Diabetes Mellitus:- Part 5 – Glucose in Urine (Glucosuria), Glycosuria, Benedict’s solution
Glucose in Urine (Glucosuria)
What sample of Glucose in Urine (Glucosuria) is needed?
- The test sample is urine.
- The best sample after 2 to 3 hours of the meal.
What are the Indications for Glucose in Urine (Glucosuria)?
- To diagnose diabetes mellitus.
- To monitor diabetes mellitus.
- To evaluate the effectiveness of the therapy.
- To diagnose gestational diabetes.
- It is part of a routine urine examination.
What are the precautions for Glucose in Urine (Glucosuria)?
- Can see false-positive tests when any substance present in the urine can reduce the copper in the clinitest strips.
- Can see the false positive tests in the presence of other sugars like galactose, fructose, and lactose.
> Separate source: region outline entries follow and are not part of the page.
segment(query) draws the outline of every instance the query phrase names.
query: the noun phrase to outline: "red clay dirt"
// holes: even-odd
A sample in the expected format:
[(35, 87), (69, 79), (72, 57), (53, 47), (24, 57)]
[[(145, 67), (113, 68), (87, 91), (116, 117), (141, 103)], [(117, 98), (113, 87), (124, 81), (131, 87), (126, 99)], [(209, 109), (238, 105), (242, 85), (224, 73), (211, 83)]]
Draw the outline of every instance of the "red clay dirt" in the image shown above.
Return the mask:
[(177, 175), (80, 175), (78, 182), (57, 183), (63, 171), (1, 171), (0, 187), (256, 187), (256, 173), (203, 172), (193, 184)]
- Drugs giving false positive tests are acetylsalicylic acid, Ascorbic acid, cephalothin, chloral hydrate, streptomycin, sulphonamides, and aminosalicylic acid.
- Contamination from the oxidizing agents or bleach.
- Improper storage of the urine strips.
- Drugs giving false-negative results are levodopa, phenazopyridine, and ascorbic acid with clinitest strips.
- Multistix detects ≥50 mg/dL; if the amount is less, it will be negative.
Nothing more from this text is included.